16 E. Less Drastic Alternatives
¶ 35 Last, we reject mother’s contention that the court erred in
finding that there were no less drastic alternatives to termination,
specifically, allowing mother additional time or granting an
allocation of parental responsibilities (APR) to the foster parents.
¶ 36 Implicit in the statutory scheme is a requirement that the
juvenile court consider and eliminate less drastic alternatives before
terminating parental rights. People in Interest of M.M., 726 P.2d
1108, 1122-23 (Colo. 1986). If a proposed alternative is to be
viable, it must not only be adequate, it must be in the child’s best
interests. A.M., ¶ 27. “[L]ong-term or permanent placement with a
family member or foster family, short of termination, may not be a
viable less drastic alternative if it does not provide adequate
permanence that adoption would provide or otherwise meet a child’s
needs.” People in Interest of A.R., 2012 COA 195M, ¶ 41.
¶ 37 The court determined there were no alternatives short of
terminating the parent-child relationship that would adequately
serve the child’s best interests. The court noted that this is an EPP
case and found that keeping the case open or ending the case with
an APR would not give the child the stability he needs. The court
17 considered testimony from the child’s therapist regarding the child’s
complex PTSD diagnosis and extreme reactions to transitions. The
court found that the foster parents did not want an APR and were
able to provide the child with a permanent home.
¶ 38 The record supports the court’s finding. The child needed
permanency and stability. The caseworker specifically testified that
the child does not have time to wait for mother to comply with her
treatment plan. The caseworker opined that an APR to the foster
parents would not be in the child’s best interests because it would
leave open too much ambiguity for the child. The caseworker also
testified that the foster parents were not willing to accept an APR.
People in Interest of S.N-V., 300 P.3d 911, 920 (Colo. App. 2011) (a
juvenile court may consider whether the caregiver favors adoption
over an APR).
¶ 39 To the extent mother argues that the court erred by not
considering placement with the child’s younger siblings as a less
drastic alternative, her argument is not supported by the record.
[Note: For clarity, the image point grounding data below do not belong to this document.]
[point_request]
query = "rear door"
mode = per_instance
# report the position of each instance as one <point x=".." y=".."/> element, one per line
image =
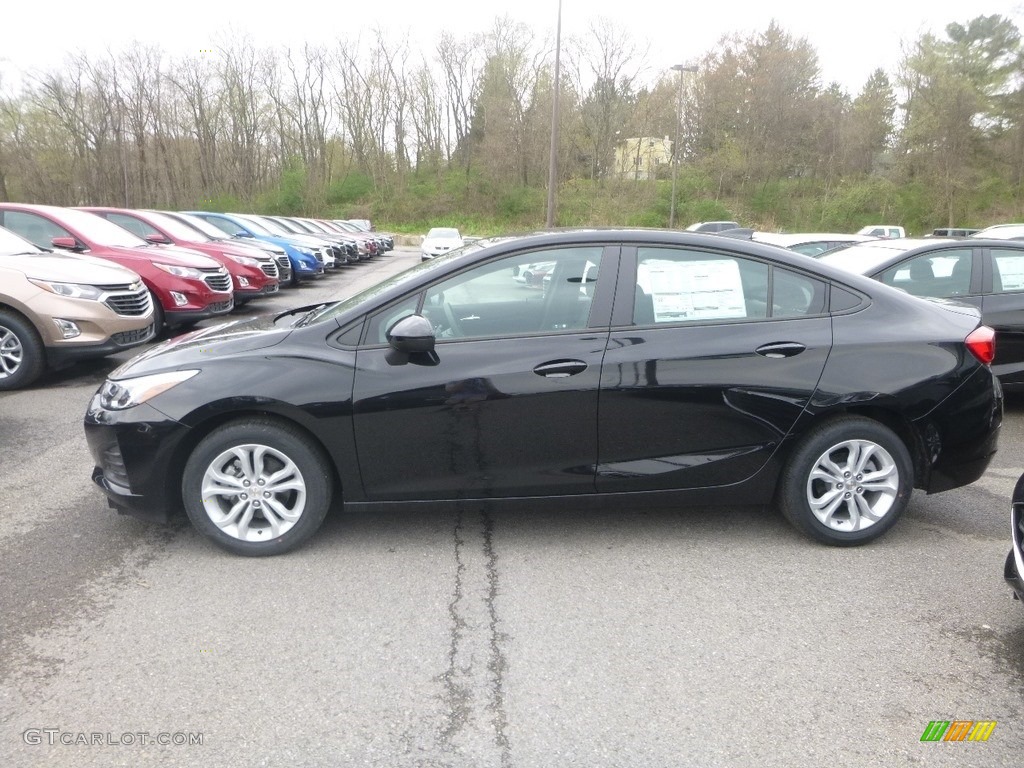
<point x="507" y="404"/>
<point x="711" y="359"/>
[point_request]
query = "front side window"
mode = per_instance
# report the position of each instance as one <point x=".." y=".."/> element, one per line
<point x="537" y="292"/>
<point x="33" y="227"/>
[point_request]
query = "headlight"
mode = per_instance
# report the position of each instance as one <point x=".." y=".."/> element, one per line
<point x="118" y="395"/>
<point x="71" y="290"/>
<point x="179" y="271"/>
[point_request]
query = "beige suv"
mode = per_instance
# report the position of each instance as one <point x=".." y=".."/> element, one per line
<point x="57" y="308"/>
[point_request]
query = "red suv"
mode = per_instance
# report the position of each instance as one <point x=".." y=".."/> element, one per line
<point x="253" y="272"/>
<point x="187" y="286"/>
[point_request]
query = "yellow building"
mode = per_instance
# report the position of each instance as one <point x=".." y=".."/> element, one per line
<point x="645" y="157"/>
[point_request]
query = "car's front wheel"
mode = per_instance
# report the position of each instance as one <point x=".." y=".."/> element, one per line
<point x="257" y="487"/>
<point x="847" y="482"/>
<point x="23" y="357"/>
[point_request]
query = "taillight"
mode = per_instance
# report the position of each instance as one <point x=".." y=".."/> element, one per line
<point x="981" y="342"/>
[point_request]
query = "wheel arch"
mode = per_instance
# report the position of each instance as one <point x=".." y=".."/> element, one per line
<point x="204" y="428"/>
<point x="892" y="419"/>
<point x="7" y="306"/>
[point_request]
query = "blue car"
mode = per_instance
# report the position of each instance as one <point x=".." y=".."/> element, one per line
<point x="307" y="261"/>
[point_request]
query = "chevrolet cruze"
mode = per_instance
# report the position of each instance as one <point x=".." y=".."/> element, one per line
<point x="651" y="368"/>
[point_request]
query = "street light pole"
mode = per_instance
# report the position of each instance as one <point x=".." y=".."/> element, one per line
<point x="675" y="147"/>
<point x="553" y="164"/>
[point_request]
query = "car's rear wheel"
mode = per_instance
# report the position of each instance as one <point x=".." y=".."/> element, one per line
<point x="23" y="357"/>
<point x="847" y="482"/>
<point x="257" y="487"/>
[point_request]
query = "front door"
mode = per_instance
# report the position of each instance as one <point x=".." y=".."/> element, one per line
<point x="507" y="406"/>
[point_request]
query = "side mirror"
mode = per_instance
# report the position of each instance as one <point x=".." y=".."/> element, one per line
<point x="412" y="334"/>
<point x="67" y="244"/>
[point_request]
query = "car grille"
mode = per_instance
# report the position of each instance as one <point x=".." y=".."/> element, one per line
<point x="132" y="337"/>
<point x="128" y="300"/>
<point x="217" y="280"/>
<point x="114" y="466"/>
<point x="284" y="266"/>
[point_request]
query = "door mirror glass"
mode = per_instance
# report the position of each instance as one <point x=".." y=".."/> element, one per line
<point x="412" y="334"/>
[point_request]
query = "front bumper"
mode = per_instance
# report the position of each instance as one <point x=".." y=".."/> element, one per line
<point x="62" y="354"/>
<point x="213" y="309"/>
<point x="134" y="456"/>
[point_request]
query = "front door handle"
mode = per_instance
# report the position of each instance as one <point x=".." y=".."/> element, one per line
<point x="780" y="349"/>
<point x="560" y="369"/>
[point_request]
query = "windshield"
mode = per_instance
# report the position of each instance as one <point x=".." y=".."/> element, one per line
<point x="269" y="227"/>
<point x="11" y="244"/>
<point x="255" y="225"/>
<point x="1001" y="231"/>
<point x="439" y="231"/>
<point x="862" y="258"/>
<point x="339" y="307"/>
<point x="291" y="225"/>
<point x="98" y="229"/>
<point x="176" y="229"/>
<point x="196" y="222"/>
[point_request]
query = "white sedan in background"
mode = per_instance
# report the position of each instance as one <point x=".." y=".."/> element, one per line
<point x="439" y="240"/>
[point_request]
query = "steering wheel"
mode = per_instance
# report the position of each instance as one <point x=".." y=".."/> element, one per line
<point x="453" y="324"/>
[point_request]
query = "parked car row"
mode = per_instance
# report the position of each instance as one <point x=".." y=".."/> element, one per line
<point x="92" y="281"/>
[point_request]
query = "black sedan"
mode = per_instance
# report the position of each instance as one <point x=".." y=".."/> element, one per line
<point x="654" y="368"/>
<point x="985" y="273"/>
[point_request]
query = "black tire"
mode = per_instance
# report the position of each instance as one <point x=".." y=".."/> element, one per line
<point x="257" y="538"/>
<point x="23" y="356"/>
<point x="884" y="486"/>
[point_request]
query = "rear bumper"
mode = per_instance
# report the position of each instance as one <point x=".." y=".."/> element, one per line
<point x="1013" y="571"/>
<point x="962" y="434"/>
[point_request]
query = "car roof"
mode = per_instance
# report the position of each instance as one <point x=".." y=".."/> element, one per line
<point x="868" y="258"/>
<point x="795" y="239"/>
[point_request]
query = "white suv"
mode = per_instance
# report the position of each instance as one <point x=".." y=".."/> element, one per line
<point x="883" y="230"/>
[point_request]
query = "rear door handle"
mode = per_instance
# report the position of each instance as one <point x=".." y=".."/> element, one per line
<point x="560" y="369"/>
<point x="780" y="349"/>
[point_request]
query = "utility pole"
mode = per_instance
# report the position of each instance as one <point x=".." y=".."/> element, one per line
<point x="675" y="147"/>
<point x="553" y="166"/>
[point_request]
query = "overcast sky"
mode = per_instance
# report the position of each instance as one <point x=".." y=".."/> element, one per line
<point x="851" y="38"/>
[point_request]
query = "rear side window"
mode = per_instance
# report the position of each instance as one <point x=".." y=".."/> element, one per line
<point x="940" y="275"/>
<point x="1008" y="274"/>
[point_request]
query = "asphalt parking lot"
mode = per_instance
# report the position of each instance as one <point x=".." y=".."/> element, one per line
<point x="712" y="637"/>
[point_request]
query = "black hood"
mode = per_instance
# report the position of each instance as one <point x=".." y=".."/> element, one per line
<point x="198" y="347"/>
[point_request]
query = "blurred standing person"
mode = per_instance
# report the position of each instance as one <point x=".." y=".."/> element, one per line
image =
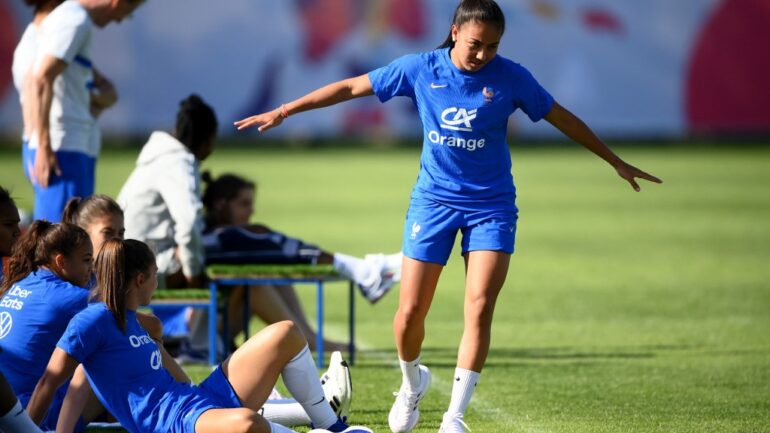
<point x="61" y="95"/>
<point x="464" y="93"/>
<point x="9" y="226"/>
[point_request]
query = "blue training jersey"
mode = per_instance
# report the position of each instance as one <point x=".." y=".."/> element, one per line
<point x="33" y="316"/>
<point x="126" y="372"/>
<point x="465" y="160"/>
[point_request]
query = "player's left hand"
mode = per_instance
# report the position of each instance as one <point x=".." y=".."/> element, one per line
<point x="630" y="173"/>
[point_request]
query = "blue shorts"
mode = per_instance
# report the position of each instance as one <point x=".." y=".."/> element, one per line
<point x="217" y="393"/>
<point x="52" y="417"/>
<point x="431" y="228"/>
<point x="77" y="180"/>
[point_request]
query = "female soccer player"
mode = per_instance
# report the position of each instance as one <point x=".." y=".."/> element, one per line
<point x="102" y="218"/>
<point x="44" y="288"/>
<point x="125" y="368"/>
<point x="9" y="226"/>
<point x="464" y="93"/>
<point x="13" y="417"/>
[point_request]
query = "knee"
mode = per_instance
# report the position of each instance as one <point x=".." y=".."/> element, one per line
<point x="410" y="315"/>
<point x="248" y="421"/>
<point x="480" y="307"/>
<point x="288" y="333"/>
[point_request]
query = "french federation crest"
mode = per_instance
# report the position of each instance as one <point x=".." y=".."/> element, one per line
<point x="488" y="93"/>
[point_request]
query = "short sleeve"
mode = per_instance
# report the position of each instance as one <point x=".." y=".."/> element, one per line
<point x="531" y="97"/>
<point x="397" y="78"/>
<point x="65" y="35"/>
<point x="82" y="336"/>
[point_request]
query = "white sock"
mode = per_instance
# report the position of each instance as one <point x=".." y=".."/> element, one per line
<point x="462" y="390"/>
<point x="17" y="421"/>
<point x="411" y="372"/>
<point x="277" y="428"/>
<point x="285" y="411"/>
<point x="301" y="379"/>
<point x="354" y="268"/>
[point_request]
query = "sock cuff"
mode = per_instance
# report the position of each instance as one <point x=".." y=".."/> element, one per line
<point x="301" y="353"/>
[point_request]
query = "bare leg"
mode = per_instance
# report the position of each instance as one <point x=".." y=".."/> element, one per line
<point x="485" y="275"/>
<point x="418" y="285"/>
<point x="80" y="400"/>
<point x="270" y="305"/>
<point x="241" y="420"/>
<point x="254" y="368"/>
<point x="290" y="299"/>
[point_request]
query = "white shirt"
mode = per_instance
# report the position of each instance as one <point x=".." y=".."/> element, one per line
<point x="66" y="35"/>
<point x="162" y="205"/>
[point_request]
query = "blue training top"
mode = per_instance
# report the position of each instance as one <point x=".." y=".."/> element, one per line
<point x="33" y="316"/>
<point x="465" y="160"/>
<point x="126" y="372"/>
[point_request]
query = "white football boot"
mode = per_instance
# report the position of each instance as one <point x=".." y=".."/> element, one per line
<point x="404" y="413"/>
<point x="338" y="386"/>
<point x="453" y="423"/>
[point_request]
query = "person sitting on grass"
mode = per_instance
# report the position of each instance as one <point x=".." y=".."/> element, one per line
<point x="44" y="287"/>
<point x="126" y="371"/>
<point x="13" y="417"/>
<point x="102" y="218"/>
<point x="162" y="204"/>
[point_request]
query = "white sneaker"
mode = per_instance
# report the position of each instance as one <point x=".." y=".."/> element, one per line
<point x="453" y="423"/>
<point x="337" y="385"/>
<point x="404" y="414"/>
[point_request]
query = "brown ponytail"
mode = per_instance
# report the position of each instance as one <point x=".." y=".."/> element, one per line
<point x="37" y="247"/>
<point x="484" y="11"/>
<point x="82" y="211"/>
<point x="118" y="262"/>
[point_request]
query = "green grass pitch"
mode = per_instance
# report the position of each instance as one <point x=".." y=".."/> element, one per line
<point x="622" y="312"/>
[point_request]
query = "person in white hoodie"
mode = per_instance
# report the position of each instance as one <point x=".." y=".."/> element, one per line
<point x="161" y="198"/>
<point x="162" y="204"/>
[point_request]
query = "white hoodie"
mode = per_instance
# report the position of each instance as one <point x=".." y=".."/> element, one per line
<point x="162" y="205"/>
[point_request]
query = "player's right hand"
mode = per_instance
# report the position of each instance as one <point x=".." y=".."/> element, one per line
<point x="266" y="121"/>
<point x="45" y="164"/>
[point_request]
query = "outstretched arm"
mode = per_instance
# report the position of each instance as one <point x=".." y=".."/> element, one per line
<point x="60" y="368"/>
<point x="41" y="92"/>
<point x="578" y="131"/>
<point x="325" y="96"/>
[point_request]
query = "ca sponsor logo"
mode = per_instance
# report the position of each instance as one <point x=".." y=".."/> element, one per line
<point x="457" y="119"/>
<point x="6" y="323"/>
<point x="139" y="340"/>
<point x="155" y="360"/>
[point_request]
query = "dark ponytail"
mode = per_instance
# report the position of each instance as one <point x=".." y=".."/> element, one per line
<point x="196" y="123"/>
<point x="225" y="187"/>
<point x="483" y="11"/>
<point x="43" y="5"/>
<point x="37" y="247"/>
<point x="118" y="262"/>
Mother asserts that nothing shows that the Department
investigated whether the siblings’ kinship placement would be an
appropriate placement for the child in this case. On the contrary,
18 the kinship placement for the younger children specifically
indicated they were only an option for the two younger children and
did not have enough room for this child. Additionally, when the
child was removed from mother’s care for the second time, the
Department indicated that the foster home would be the “least
traumatic placement” for the child, but the Department would
consider an appropriate placement willing to take all three siblings
if found.
¶ 40 We perceive no error in the juvenile court’s determinations
that no less drastic alternatives existed, and that termination of
mother’s parental rights was in the child’s best interest.
III. Disposition
¶ 41 We affirm the judgment.
CHIEF JUDGE ROMÁN and JUSTICE MARTINEZ concur.